ML Engineer at Swish
San Francisco, California, United States
🇺🇸 (Posted Nov 28 2018)
About the company
Launched in February 2013, Swish is a fast-growing business with an innovative working culture and teams spanned across the world with teams in Toronto, San Francisco, Berlin, Auckland, Bruxelles, Medellin, and more.
We create products for successful business using cutting-edge technologies: Blockchain, Machine Learning, and Apps Dev. Working with Swish puts you in contact with prestigious brands, wherever your base is. We are a 100% remote-work company because we believe it is everyone’s choice to live and work the way they prefer.
Work is organized in sprints - 2 weeks periods to which, as a member of our talent community, you choose to commit. You always have the choice to accept or decline a sprint, or take-on multiple sprints simultaneously.
We let members choose what suits them best depending on their current situation: family, travel, studies, finance. We know life is not linear and we respect the humans behind the screens.
Our work ethic relies on six core values: Transparency, Directness, Meritocracy, Autonomy, Responsibility, Continuous Learning.
Ensuring a diverse and inclusive workplace where we learn from each other is core to our values. We welcome people of different backgrounds, experiences, abilities, and perspectives. We are an equal opportunity employer and a fun place to work.
Join the future of work today.
Do they allow remote work?
Remote work is possible, see the description below for more information.
Use your extensive knowledge of machine learning to transform the way enterprises run their businesses. With a healthy pipeline of projects ranging from insurance modeling, call center automation, social listening, and text analytics, we are looking to bring on passionate experts to solve the challenges of automation at scale and help our clients capitalize on the power of machine learning and data science.
The Machine Learning Engineer role is responsible for building AI systems that can achieve unprecedented levels of performance. This requires designing, implementing, and improving distributed machine learning systems at large scale with quality code, and leveraging the science behind the algorithms employed.
A Typical Week
• You'll brainstorm with Product Managers and Designers to conceptualize new features.
• You'll collaborate with backend engineers to build new features a client.
• You'll learn about new ml technologies and discuss potential solutions to problems.
• You'll help our skilled support team triage bugs and troubleshoot production issues.
• You'll mentor other engineers and deeply review code.
Skills & requirements
You'll be tasked with developing machine learning techniques and applying them at scale to our projects. We look for the following attributes in candidates:
• Experience building production AI applications.
• Strong communication skills.
• Ability to create implementations of deep learning algorithms from research papers.
• Experience with machine learning toolkits like scikit-learn, Keras, NLTK, numpy, scipym, R, Weka, and Matlab.
• Experience with deep learning frameworks such as TensorFlow, Torch, or Theano.
• Expertise in reinforcement learning and / or deep learning for image datasets.
• 1+ years working with large datasets using Spark, MapReduce or equivalent
• 1+ years building backend system using Java / Scala / Python. Solid knowledge of statistical classifier models (HMM, SVM, deep/recurrent ANN, CRF, LMT, etc.) and of best practices in attribute selection, dimensionality reduction, and runtime performance optimization.
• Knowledge of NLP techniques such as PoS tagging, NP chunking, shallow/deep parsing, and NER.
• Knowledge of IR concepts such as statistical search ranking, knowledge graphs, vectorial semantics, LSA, and document clustering.
In all cases, you should be motivated by a desire to solve the most important problems and obtain unprecedented results and eager to push your methods to their maximal performance.
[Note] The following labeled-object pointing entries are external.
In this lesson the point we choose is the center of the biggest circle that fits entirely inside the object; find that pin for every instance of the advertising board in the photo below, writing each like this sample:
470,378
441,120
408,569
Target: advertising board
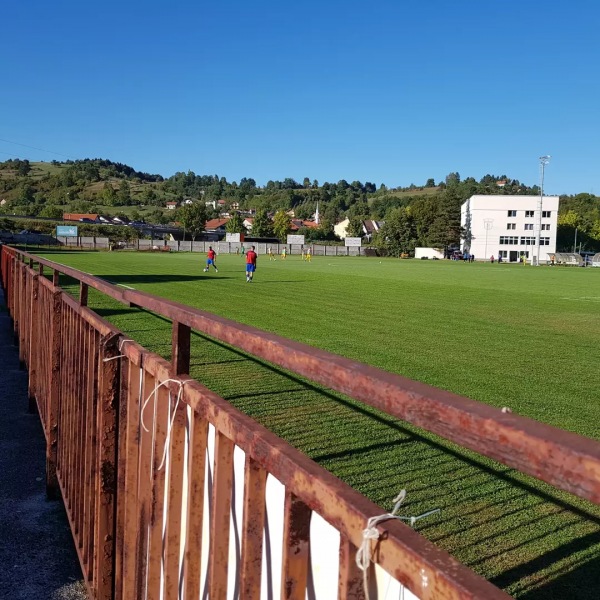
295,239
353,242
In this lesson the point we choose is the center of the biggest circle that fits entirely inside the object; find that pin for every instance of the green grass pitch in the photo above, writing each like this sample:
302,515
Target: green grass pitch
507,335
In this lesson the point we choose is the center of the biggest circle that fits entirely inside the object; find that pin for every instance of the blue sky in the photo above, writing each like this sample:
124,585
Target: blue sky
390,92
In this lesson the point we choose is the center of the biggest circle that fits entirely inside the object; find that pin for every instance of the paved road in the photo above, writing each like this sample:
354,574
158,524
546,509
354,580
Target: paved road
37,554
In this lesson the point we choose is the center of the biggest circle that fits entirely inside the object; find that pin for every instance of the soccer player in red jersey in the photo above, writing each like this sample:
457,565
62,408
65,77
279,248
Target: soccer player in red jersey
211,257
250,264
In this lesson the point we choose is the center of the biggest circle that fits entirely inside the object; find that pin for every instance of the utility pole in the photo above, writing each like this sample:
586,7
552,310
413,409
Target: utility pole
544,160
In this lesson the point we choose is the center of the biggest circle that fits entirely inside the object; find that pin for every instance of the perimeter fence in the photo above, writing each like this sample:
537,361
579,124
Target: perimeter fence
173,493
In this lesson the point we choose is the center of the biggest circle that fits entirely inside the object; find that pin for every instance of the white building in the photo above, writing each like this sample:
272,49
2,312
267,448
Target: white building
508,226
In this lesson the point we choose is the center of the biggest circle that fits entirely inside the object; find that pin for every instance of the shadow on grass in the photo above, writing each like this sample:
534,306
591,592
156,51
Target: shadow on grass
134,280
492,516
573,582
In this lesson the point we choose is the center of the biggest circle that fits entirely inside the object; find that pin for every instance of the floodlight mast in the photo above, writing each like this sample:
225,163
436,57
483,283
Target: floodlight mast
544,160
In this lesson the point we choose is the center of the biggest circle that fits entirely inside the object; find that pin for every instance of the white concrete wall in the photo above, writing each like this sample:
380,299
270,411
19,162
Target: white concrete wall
490,220
325,539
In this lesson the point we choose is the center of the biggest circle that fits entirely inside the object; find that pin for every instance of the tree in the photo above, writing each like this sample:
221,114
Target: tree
51,211
124,193
108,195
398,235
262,226
193,217
235,224
452,178
355,227
281,225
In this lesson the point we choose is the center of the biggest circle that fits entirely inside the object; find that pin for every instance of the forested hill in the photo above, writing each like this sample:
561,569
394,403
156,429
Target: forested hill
430,212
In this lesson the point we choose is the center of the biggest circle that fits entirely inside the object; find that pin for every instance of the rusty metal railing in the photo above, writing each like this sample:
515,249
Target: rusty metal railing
138,525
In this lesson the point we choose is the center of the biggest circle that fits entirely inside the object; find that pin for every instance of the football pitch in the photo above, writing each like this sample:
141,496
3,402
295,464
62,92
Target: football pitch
507,335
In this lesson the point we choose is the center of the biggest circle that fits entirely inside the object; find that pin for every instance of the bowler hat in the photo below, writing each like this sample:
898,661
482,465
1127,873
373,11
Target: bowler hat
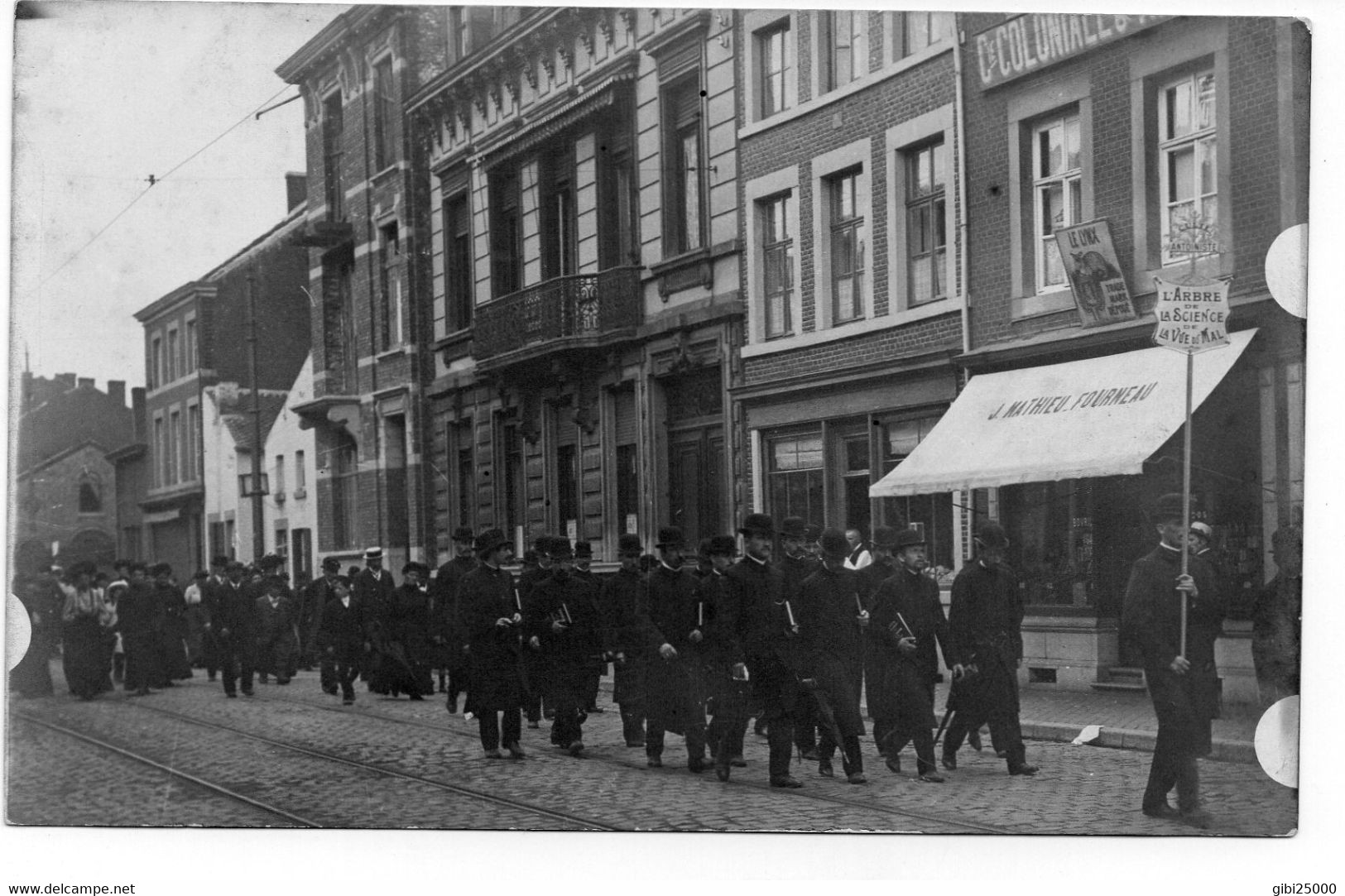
886,537
488,541
833,543
670,537
910,539
757,525
992,534
723,545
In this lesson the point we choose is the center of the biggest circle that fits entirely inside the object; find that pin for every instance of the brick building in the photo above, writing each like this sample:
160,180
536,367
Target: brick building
65,486
849,182
195,337
1147,147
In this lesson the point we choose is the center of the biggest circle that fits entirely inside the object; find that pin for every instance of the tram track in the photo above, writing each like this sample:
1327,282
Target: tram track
968,827
167,769
462,790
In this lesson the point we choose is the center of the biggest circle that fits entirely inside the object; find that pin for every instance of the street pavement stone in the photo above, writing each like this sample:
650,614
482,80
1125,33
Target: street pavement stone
1080,790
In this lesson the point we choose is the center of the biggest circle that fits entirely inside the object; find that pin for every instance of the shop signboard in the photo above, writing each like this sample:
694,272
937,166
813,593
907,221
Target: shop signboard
1093,273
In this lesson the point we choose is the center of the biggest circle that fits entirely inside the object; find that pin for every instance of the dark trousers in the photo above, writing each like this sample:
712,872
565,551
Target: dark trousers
237,662
490,728
912,724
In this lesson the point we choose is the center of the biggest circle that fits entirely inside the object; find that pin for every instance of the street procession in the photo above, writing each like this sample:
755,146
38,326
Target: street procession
660,419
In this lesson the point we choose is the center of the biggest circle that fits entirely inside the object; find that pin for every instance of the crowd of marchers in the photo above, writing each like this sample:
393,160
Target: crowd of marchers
792,633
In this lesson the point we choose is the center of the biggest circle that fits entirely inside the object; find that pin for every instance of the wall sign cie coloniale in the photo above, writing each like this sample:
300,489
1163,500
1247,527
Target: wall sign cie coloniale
1035,41
1093,273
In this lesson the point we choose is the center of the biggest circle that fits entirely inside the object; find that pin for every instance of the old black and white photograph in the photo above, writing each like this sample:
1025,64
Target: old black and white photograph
541,431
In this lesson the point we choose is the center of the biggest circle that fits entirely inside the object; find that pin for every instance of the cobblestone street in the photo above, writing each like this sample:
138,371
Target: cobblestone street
394,763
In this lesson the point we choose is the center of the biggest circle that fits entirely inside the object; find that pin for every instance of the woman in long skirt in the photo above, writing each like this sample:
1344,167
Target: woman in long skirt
85,616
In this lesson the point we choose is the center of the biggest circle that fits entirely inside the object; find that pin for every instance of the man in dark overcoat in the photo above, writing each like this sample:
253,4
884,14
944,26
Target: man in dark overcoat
728,689
563,625
985,620
319,593
768,630
796,564
451,647
1183,681
674,697
374,590
833,620
628,636
908,619
340,635
233,618
492,619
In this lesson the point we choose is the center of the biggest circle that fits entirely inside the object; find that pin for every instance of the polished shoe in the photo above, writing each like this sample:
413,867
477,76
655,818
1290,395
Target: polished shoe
1164,812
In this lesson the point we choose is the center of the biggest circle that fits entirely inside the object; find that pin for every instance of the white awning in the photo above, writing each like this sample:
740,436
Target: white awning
1095,417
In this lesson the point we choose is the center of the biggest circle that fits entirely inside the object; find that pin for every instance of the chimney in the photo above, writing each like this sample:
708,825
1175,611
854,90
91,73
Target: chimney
140,428
296,189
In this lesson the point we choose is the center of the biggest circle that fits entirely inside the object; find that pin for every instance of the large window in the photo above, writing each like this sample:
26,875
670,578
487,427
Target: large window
506,237
1188,156
845,50
925,223
848,247
684,167
389,288
458,261
775,58
778,262
919,30
794,477
385,115
1058,193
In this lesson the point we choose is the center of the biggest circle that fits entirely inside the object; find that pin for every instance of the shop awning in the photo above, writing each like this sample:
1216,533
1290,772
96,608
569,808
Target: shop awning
1095,417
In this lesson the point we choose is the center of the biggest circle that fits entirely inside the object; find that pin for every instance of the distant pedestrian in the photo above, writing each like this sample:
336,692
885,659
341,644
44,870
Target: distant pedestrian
1181,677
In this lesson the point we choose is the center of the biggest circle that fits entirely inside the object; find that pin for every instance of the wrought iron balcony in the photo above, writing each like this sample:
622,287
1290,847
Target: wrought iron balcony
581,311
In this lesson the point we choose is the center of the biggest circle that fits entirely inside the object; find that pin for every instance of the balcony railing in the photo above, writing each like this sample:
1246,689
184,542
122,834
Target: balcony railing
564,313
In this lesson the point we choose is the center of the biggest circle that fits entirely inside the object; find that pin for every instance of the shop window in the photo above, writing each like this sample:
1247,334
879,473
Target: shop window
775,70
927,225
794,477
1188,143
1058,193
848,247
778,264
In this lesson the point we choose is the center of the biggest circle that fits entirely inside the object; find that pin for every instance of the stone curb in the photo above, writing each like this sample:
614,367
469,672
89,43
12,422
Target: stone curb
1228,751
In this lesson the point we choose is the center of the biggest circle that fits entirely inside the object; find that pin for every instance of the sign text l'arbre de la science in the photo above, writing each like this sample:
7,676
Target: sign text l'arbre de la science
1033,41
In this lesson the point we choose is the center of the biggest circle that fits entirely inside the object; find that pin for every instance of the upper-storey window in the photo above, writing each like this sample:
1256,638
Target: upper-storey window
845,47
1058,193
385,115
919,30
775,57
1188,176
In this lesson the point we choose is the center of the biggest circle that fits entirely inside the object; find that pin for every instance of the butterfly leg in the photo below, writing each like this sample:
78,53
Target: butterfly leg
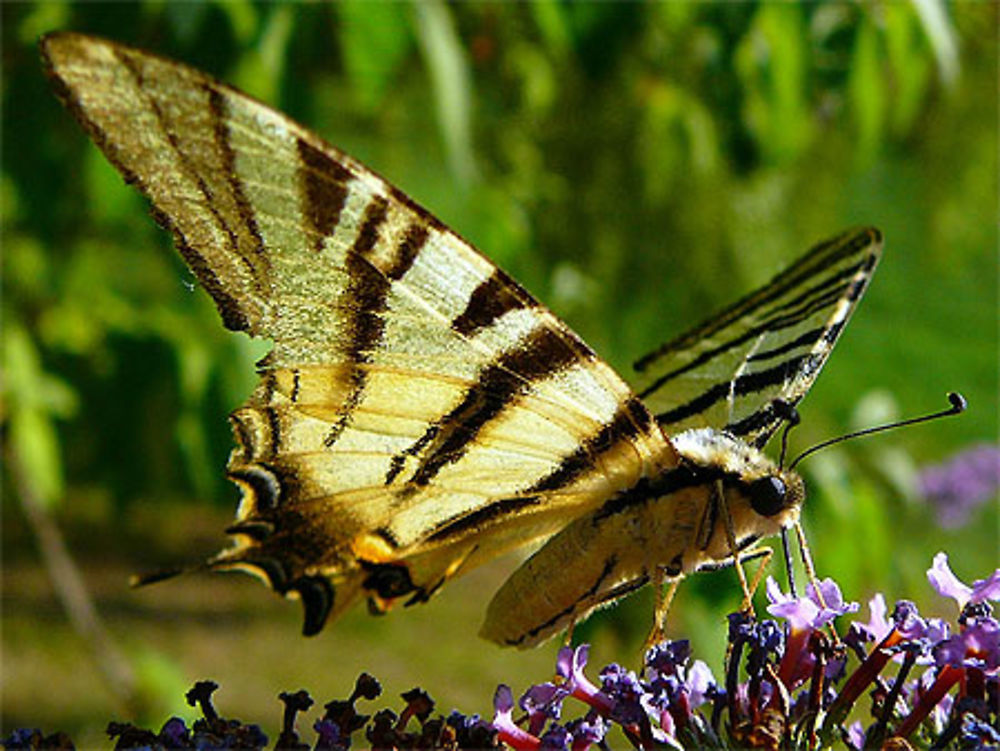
663,601
727,519
811,574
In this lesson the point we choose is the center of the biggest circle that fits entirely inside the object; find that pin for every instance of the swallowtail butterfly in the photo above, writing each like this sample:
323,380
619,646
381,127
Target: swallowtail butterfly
420,413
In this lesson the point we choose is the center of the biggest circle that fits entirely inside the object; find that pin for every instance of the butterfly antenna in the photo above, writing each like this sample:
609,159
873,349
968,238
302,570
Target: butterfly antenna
958,405
790,415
• Advanced degree in Statistics, Machine Learning, Computer Science, Electrical Engineering, Applied Mathematics, Operations Research, or a related field.
• Bachelor or Masters in computer science, mathematics, physics, machine learning or equivalent. B.S., M.S. in Computer Science or Machine Learning.
• Robotics: while working towards breakthroughs in robotic manipulation, develop novel techniques for reinforcement learning and imitation learning.
• Basic research: develop new and improved methods for generative models and unsupervised learning, reinforcement learning, evolutionary algorithms, and meta-learning.
• Track record of coming up with new ideas in machine learning, as demonstrated by one or more major publications or projects.
• Experience in small startup environments helping large enterprises.
• Experience working with a team, especially a distributed team.
• Professional experience designing applications.